İslam ve demokrasiye dair iki yazı yazdım. Orada belirttiğim gibi, gerek Kur’an’da bildirildiği gerekse Peygamberimiz kendi yaşamıyla gösterdiği üzere, mü’minlerden oluşan bir toplumda toplumun tamamının ortak yararına dair kararların ortaklaşa alınması gerektiği vurgulanmıştı. Öte yandan tek adamın idaresine dayalı sistemler de, Firavun ve Nemrut örnek gösterilerek, lanetlenmiş ve “tağut” olarak gösterilmişlerdi. İslam’ın temel kaynaklarında bugünkü anladığımız anlamda bir temsili demokrasiye atıf bulunmamaktaydı, bulunamazdı da… Çünkü toplumsal kurumlar içinde bulundukları çağın, coğrafyanın ve üstünde yükseldikleri üretim ilişkilerinin bir yansıması olarak gelişirler. Farklı coğrafyalarda meskûn ve farklı tarihsel süreçlerden geçmiş toplumların farklı toplumsal yapıları olması nasıl doğalsa, idare yapılarının birbirinden çok farklı olması da kaçınılmazdır. Bu anlamda, bir devletin ana teşkilat yapısı ve toplumun idare sistemi zaman ve mekân içinde değişen şartlara göre evrilir. Allah’ın bütün zamanlara ve bütün toplumlara hitaben gönderdiği son dini olan İslâm’ın zaman içinde değişmesi kaçınılmaz toplumsal ve idari yapılardan birini önermesi de dinin kendisiyle çelişkili olurdu. Bu yüzden dinin ana kaynaklarında bir devlet kuramı, bir ideal toplum yapısı ve bir siyasal sistem önerisi bulunmaz.

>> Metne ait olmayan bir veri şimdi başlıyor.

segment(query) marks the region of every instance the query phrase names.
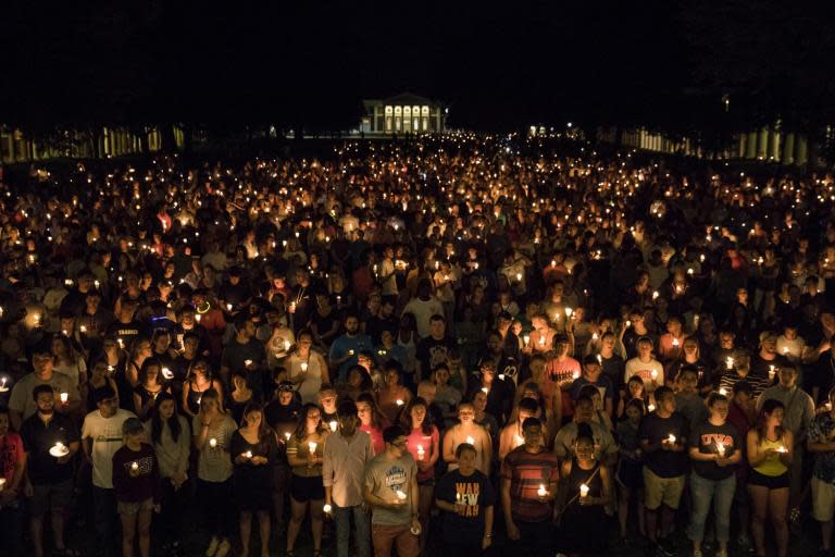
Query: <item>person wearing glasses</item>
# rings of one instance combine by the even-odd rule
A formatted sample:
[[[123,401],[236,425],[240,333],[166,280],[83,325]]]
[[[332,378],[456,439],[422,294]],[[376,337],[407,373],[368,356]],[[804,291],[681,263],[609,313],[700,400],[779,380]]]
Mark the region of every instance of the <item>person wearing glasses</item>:
[[[407,435],[399,425],[383,432],[385,450],[365,467],[362,495],[371,507],[371,539],[375,557],[391,555],[397,545],[400,557],[418,557],[421,521],[418,506],[418,466],[407,448]]]
[[[82,425],[84,456],[92,466],[92,507],[98,549],[103,554],[115,549],[113,537],[116,495],[113,490],[113,455],[122,447],[122,425],[136,418],[119,407],[119,396],[110,385],[94,391],[97,410],[88,413]]]

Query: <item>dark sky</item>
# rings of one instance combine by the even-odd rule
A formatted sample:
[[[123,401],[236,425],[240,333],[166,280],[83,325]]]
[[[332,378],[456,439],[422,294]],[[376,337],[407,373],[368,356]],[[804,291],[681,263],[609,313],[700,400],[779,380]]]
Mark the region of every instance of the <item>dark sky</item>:
[[[714,59],[758,57],[728,42],[753,15],[737,0],[20,2],[0,15],[0,121],[340,127],[362,98],[409,90],[481,128],[662,122],[683,91],[718,107],[738,87]]]

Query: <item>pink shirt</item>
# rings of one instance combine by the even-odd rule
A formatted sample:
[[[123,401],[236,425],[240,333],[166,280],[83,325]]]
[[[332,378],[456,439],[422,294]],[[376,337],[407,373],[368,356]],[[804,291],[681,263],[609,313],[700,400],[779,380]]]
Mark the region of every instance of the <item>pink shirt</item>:
[[[423,430],[412,430],[412,433],[406,438],[406,448],[409,450],[409,453],[412,455],[412,458],[414,458],[415,462],[420,462],[420,450],[418,450],[418,447],[423,447],[423,460],[427,461],[429,458],[432,458],[432,450],[433,446],[438,445],[438,441],[440,440],[440,435],[438,434],[438,429],[436,426],[432,426],[432,433],[429,435],[426,435],[423,433]],[[440,447],[438,447],[438,450],[440,450]],[[429,480],[435,476],[435,469],[429,468],[425,472],[421,472],[420,468],[418,469],[418,481],[422,482],[424,480]]]

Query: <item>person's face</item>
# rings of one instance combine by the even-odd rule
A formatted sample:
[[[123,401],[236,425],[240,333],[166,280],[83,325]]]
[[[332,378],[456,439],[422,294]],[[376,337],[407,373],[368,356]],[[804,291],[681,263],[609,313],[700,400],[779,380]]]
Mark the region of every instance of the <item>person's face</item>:
[[[597,381],[597,379],[600,376],[600,364],[599,363],[586,363],[586,376],[590,381]]]
[[[252,428],[254,430],[259,429],[261,426],[261,420],[263,420],[263,416],[260,411],[252,411],[249,412],[245,419],[247,420],[247,425],[249,428]]]
[[[675,396],[672,393],[668,393],[658,399],[658,407],[663,408],[668,413],[675,411]]]
[[[411,416],[412,416],[412,425],[414,428],[420,428],[421,424],[423,423],[423,420],[426,419],[426,407],[423,405],[413,406]]]
[[[784,414],[785,414],[785,411],[783,410],[783,408],[775,408],[774,410],[772,410],[771,414],[769,414],[768,423],[774,426],[780,425],[781,423],[783,423]]]
[[[311,408],[308,410],[308,428],[319,428],[319,422],[322,421],[322,412],[319,411],[319,408]]]
[[[396,457],[401,457],[406,454],[406,436],[401,435],[391,442],[389,445]]]
[[[780,384],[786,388],[792,388],[797,383],[797,372],[794,368],[781,368],[778,375]]]
[[[720,418],[722,421],[725,421],[727,419],[727,410],[728,405],[725,400],[716,400],[713,403],[713,406],[710,407],[710,412],[716,417]]]
[[[55,395],[54,393],[40,393],[35,400],[35,405],[38,407],[38,411],[42,414],[51,414],[55,408]]]
[[[174,416],[174,400],[163,400],[157,406],[157,411],[163,420],[170,419]]]
[[[333,408],[336,406],[336,395],[334,393],[327,392],[327,393],[322,393],[320,396],[321,396],[322,408],[324,408],[328,412],[333,412]]]
[[[99,412],[101,412],[103,418],[110,418],[116,413],[116,409],[119,408],[119,397],[113,396],[104,400],[99,400],[96,406],[98,407]]]
[[[471,475],[475,471],[475,450],[462,450],[458,458],[458,469],[463,475]]]
[[[36,354],[32,358],[32,366],[38,375],[47,374],[52,371],[52,356],[49,354]]]
[[[372,418],[371,405],[369,403],[357,403],[357,416],[363,425],[370,425]]]
[[[537,448],[543,442],[543,428],[540,425],[528,425],[522,430],[522,438],[527,448]]]

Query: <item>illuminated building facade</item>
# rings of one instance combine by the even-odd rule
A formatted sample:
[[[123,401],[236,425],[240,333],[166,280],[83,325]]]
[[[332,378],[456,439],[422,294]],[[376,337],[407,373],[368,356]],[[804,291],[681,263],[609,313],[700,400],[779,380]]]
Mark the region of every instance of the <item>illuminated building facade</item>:
[[[365,99],[362,132],[370,135],[439,134],[446,132],[448,109],[440,102],[404,92]]]

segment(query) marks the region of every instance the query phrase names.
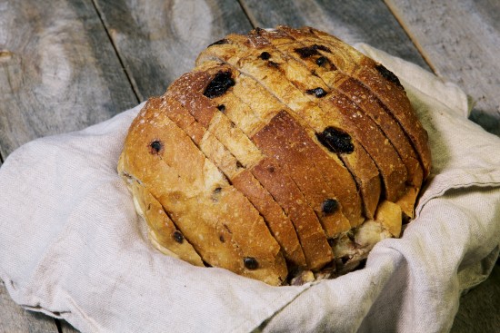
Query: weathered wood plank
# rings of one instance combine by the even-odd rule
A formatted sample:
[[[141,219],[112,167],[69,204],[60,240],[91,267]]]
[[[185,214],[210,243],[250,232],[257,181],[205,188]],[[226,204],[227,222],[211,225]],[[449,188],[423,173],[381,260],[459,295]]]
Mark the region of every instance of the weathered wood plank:
[[[490,277],[460,299],[454,333],[484,333],[500,330],[500,265]]]
[[[54,318],[26,311],[12,300],[0,280],[0,333],[57,333]]]
[[[141,100],[165,93],[196,55],[252,26],[232,0],[95,0]]]
[[[314,26],[349,44],[364,42],[428,68],[394,15],[379,1],[242,0],[256,26]]]
[[[385,2],[435,72],[475,101],[471,119],[500,135],[500,2]]]
[[[0,153],[136,104],[91,0],[0,3]]]

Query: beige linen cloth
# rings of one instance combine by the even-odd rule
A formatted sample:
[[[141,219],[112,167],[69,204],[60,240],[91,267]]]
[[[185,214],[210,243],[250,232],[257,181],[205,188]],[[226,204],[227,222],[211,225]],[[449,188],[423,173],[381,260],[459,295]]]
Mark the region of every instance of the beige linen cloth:
[[[0,278],[15,302],[84,332],[441,332],[500,243],[500,139],[469,122],[465,94],[368,45],[428,131],[434,166],[416,219],[365,269],[274,288],[152,248],[116,174],[141,105],[36,140],[0,169]]]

“Hocam, yapmayın ya! Kitaplı dinler içinde siyasete, toplumsal hayata ve devlet idaresine en fazla müdahale eden din İslâm’dır. Şimdi siz iddia ediyorsunuz ki, İslâm dininde bir siyaset ve devlet kuramı yok! Nasıl olur? Şeriat nedir o zaman?” Bu soruyu cevaplamak hem kolaydır, hem de zor: Kolaydır çünkü dinin ana kaynaklarında, Kur’an ve Sünnet’te, bir siyaset ve devlet kuramı bulunmamaktadır. Çünkü Allah “nasıl bir toplum istediğini” bildirmemişken “nasıl bir toplum istemediğini” bize örneklerle anlatmıştır. Zordur, çünkü Müslümanların çoğu dinin ana kaynakları olan Kur’an ve Sünnet’ten bîhaber iken, din adına günlük hayata dair birçok tafsilâtlı ayrıntıdan haberdardırlar. Bu yüzden çözümü bu kadar basit olan bir konuyu insanlara açıklayabilmek zorlaşmaktadır.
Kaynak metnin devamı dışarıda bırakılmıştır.